In the modified comet assay, the positive control, 2 000 mg/kg/day HMPA, caused a statistically significant decrease in the % tail DNA in X-ray irradiated duodenal cells compared to those from vehicle treated mice (from 27.60 ± 6.23 % in vehicle control mice to 5.76 ± 2.30% on HMPA-treated mice). This confirmed the results from the positive control identification studies and further qualifies HMPA as a positive control in the Modified comet assay. The test material also resulted in a dose-dependent and statistically significant decrease in the % tail DNA in irradiated cells from the duodenum (from 27.6 ± 6.23 % in vehicle control mice to 11.63 ± 8.9 % in cells from mice treated with 320 mg/kg/day test material). Similar decreases in % tail DNA were not observed for liver or stomach cells. The organ specific effect of the test material may be a result of a longer contact time in the small intestine (duodenum) compared to the stomach and liver. Importantly, the OECD 489 test guidance states that the duodenum and jejunum should also be considered as site-of contact tissues and that they “may be considered more relevant for humans than the rodent glandular stomach.” Thus, it was concluded that the test material is a DNA crosslinking agent in the Modified comet assay based on the statistically significant and dose-dependent decrease in the % tail DNA in irradiated cells from the duodenum.

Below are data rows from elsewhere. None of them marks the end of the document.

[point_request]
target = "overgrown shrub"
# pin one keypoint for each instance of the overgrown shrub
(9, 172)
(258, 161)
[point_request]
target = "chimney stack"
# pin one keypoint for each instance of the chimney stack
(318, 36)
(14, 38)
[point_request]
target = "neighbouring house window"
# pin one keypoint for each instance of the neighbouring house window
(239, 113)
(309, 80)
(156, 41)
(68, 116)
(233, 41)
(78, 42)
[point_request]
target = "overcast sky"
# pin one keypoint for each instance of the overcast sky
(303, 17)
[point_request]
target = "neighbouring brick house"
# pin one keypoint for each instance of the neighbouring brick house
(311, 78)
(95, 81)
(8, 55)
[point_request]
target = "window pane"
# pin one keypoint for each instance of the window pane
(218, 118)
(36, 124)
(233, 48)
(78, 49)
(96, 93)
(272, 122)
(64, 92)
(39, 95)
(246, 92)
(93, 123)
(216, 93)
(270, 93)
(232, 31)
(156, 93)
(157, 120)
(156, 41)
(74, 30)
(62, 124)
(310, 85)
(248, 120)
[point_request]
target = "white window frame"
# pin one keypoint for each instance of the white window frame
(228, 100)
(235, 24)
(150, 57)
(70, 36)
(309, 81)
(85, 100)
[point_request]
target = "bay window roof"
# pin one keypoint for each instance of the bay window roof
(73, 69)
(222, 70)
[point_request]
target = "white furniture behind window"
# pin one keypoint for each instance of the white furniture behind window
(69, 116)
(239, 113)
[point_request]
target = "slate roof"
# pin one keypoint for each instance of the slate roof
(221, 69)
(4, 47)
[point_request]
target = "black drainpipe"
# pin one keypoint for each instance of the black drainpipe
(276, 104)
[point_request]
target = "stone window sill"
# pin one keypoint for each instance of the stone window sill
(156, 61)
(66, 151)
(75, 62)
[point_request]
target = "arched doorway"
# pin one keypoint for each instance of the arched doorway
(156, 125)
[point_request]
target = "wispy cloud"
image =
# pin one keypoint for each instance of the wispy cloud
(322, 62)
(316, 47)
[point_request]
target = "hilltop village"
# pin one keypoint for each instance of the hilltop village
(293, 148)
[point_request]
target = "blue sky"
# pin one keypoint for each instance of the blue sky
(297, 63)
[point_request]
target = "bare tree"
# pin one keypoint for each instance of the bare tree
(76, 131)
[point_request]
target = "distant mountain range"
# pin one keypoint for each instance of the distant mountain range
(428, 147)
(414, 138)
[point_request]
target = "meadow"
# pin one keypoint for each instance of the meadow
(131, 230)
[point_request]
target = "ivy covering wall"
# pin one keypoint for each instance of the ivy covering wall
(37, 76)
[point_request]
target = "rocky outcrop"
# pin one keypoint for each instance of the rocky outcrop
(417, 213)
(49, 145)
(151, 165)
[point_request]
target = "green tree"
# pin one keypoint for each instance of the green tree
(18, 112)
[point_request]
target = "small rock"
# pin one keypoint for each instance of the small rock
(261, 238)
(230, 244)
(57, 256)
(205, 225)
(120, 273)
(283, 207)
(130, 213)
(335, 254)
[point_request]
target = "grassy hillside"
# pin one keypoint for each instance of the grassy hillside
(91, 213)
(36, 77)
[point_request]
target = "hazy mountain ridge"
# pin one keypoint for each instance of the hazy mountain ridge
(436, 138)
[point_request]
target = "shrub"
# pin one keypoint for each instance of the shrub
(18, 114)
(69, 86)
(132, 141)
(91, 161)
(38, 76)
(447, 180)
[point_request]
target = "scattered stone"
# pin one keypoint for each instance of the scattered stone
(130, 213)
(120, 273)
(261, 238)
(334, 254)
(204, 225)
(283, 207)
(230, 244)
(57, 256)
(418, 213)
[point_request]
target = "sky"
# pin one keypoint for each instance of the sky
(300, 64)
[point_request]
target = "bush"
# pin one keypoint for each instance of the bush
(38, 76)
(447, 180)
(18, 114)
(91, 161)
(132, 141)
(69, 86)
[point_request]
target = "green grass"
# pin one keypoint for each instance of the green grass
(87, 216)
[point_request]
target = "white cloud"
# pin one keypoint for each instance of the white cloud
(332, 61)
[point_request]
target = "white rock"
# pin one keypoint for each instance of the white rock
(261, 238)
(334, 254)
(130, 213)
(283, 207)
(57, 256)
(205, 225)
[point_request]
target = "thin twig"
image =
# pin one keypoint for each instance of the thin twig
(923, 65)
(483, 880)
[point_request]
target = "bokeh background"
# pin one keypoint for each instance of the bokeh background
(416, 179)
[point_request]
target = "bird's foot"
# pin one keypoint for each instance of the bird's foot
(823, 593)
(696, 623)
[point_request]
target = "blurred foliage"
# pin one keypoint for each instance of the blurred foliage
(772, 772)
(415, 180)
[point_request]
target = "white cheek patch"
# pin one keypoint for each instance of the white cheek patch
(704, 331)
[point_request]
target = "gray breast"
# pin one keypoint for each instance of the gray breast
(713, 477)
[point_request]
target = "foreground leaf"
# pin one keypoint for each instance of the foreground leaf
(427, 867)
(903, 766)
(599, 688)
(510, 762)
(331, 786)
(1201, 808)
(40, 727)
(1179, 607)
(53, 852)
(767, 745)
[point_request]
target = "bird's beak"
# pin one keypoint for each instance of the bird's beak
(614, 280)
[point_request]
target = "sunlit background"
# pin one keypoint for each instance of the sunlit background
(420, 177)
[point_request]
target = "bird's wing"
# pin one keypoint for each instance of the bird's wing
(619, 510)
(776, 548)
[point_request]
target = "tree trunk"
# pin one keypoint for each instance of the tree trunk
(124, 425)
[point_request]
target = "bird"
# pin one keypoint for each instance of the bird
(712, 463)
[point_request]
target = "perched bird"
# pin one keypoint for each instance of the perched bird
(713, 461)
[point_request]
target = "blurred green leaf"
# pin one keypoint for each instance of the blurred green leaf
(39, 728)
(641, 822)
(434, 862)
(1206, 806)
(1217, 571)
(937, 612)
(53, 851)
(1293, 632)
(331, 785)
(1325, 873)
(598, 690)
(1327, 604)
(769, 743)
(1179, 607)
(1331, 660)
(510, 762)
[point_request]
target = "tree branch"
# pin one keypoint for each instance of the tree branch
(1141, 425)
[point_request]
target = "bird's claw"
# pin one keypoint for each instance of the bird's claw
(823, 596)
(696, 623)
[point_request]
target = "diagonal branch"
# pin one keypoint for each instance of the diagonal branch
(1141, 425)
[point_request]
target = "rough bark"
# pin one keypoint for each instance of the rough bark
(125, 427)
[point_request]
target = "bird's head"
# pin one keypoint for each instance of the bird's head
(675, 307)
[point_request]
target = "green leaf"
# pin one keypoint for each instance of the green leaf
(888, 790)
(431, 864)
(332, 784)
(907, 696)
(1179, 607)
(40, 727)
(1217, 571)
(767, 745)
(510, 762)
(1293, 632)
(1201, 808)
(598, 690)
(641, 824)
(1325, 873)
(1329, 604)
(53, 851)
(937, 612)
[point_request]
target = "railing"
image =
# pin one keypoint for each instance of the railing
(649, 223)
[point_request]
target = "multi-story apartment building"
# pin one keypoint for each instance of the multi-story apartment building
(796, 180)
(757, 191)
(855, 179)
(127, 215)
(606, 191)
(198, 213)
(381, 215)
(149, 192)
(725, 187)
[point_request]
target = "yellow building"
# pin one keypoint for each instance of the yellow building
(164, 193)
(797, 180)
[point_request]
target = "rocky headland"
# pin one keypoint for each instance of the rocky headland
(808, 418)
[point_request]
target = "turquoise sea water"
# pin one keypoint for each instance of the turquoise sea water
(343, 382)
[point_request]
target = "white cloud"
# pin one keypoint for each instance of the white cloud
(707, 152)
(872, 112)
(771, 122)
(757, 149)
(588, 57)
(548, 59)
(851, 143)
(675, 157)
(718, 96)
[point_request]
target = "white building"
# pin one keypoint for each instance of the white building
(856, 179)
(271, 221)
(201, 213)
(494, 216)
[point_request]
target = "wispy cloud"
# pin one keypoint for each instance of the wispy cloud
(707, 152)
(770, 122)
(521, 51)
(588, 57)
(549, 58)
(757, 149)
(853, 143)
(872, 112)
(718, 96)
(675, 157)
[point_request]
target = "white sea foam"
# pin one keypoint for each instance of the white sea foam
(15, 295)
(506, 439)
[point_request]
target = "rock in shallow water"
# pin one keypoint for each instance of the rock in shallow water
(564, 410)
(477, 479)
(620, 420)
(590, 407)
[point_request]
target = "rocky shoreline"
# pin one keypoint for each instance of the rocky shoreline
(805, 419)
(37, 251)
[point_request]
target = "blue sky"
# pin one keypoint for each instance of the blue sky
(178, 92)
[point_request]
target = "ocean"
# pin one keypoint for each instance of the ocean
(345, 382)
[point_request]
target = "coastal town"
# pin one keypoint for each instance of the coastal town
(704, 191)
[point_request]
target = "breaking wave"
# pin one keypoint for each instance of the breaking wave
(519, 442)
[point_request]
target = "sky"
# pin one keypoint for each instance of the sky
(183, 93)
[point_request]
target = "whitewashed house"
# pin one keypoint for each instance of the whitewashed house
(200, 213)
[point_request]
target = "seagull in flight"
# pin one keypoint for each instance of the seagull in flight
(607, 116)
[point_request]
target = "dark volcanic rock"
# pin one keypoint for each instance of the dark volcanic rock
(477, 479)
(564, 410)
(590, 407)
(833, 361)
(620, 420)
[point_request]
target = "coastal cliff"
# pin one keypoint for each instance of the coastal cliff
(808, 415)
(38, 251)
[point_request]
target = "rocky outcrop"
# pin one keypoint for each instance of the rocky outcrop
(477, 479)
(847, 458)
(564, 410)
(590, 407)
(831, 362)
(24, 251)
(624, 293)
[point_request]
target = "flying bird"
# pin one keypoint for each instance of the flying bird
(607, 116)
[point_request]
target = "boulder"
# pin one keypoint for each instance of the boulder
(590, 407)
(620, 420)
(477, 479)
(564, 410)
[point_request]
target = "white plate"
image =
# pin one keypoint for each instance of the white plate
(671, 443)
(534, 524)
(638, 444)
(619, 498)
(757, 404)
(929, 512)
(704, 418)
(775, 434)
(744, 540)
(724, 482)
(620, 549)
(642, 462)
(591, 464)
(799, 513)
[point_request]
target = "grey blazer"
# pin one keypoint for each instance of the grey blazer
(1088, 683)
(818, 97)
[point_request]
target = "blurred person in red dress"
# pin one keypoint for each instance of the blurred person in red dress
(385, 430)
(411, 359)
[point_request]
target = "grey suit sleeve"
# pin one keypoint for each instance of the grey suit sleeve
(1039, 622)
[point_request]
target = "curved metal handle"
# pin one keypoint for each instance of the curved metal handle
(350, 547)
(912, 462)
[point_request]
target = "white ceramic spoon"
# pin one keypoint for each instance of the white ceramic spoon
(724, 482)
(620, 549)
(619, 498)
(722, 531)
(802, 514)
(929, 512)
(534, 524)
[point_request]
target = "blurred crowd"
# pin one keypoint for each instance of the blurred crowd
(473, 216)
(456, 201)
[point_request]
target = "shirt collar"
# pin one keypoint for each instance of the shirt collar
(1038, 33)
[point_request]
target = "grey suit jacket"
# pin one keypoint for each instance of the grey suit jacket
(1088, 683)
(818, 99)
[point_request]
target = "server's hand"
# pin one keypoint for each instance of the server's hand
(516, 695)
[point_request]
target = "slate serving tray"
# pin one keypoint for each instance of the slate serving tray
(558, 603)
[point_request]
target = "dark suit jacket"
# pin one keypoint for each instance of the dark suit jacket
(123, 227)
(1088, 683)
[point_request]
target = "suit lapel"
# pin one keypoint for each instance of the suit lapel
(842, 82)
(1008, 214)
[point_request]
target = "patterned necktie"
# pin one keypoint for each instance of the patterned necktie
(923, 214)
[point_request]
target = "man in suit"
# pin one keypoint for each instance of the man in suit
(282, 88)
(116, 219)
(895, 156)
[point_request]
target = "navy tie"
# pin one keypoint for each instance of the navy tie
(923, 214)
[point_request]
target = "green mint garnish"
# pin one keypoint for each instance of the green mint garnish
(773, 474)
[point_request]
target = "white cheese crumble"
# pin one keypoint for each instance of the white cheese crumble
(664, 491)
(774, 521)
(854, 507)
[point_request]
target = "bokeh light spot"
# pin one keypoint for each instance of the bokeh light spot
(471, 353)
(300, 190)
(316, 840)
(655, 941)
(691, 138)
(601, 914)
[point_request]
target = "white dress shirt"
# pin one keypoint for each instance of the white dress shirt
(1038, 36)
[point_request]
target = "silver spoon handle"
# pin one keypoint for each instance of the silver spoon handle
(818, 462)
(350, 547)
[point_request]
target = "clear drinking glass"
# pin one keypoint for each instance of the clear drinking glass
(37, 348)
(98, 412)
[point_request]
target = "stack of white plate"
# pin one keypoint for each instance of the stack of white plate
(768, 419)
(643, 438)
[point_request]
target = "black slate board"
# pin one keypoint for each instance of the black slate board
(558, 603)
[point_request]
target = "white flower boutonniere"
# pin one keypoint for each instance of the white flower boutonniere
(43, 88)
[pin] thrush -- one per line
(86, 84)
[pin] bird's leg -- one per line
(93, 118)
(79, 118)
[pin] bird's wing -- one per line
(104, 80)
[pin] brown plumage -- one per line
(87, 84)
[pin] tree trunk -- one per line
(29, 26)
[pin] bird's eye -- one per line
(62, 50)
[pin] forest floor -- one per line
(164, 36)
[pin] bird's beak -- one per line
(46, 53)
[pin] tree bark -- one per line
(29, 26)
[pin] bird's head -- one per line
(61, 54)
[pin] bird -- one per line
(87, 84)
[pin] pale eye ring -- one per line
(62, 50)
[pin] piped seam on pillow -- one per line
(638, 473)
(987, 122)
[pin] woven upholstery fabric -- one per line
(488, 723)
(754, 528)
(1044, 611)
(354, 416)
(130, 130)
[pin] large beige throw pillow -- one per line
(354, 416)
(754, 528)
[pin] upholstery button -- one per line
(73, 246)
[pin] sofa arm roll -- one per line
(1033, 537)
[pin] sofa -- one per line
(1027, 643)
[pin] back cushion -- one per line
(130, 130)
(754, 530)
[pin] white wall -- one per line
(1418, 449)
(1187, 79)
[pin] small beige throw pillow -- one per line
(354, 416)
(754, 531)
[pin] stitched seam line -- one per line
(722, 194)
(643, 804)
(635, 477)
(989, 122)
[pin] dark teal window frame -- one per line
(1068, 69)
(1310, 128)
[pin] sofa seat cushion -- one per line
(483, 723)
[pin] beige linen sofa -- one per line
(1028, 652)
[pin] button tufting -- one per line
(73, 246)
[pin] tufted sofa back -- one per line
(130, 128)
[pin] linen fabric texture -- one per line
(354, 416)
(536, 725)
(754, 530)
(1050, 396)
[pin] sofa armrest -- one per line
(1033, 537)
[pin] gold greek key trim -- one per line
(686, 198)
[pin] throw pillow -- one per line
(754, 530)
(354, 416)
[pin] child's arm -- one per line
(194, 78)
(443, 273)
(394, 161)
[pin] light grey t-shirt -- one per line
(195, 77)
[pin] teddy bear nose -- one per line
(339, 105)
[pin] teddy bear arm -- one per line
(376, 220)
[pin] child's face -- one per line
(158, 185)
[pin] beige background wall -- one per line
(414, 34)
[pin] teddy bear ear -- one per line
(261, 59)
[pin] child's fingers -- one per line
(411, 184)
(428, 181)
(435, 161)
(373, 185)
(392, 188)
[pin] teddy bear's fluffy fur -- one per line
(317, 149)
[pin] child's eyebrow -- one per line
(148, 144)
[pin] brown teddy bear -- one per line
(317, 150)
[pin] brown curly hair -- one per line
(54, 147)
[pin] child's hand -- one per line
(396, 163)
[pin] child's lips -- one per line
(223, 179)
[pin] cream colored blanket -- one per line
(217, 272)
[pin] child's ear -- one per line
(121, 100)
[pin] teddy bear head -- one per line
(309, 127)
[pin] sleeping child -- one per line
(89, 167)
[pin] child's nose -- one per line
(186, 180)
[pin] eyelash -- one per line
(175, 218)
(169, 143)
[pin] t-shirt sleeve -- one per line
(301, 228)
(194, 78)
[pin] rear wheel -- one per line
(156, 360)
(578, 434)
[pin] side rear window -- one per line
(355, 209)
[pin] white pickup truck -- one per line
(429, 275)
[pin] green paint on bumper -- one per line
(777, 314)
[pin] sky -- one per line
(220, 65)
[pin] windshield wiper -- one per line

Applicant's summary and conclusion

Conclusions:
Although the test material was negative in the Standard comet assay, it was identified as a DNA cross-linking agent in the Modified comet assay.
Executive summary:

The test material has a structural alert for genotoxicity and was therefore tested in a combined Modified and Standard Comet Assay. To determine if the test material is a DNA cross-linker in vivo, a Modified Comet Assay was conducted using X-ray irradiation as the modification to visualize crosslinking activity. In this assay, the test material was administered orally to mice up to 320 mg/kg/day.

 

Results showed a statistically significant reduction in percent tail DNA in duodenal cells at 320 mg/kg/day, with a non-statistically significant but dose-related reduction in percent tail DNA also observed at the mid dose of 160 mg/kg/day. Similar decreases were not observed in cells from the liver or stomach, and no increases in percent tail DNA were noted for any tissue in the concomitantly conducted Standard Comet Assay. Taken together, the test material was identified as a cross-linking agent in the duodenum in the Modified Comet Assay.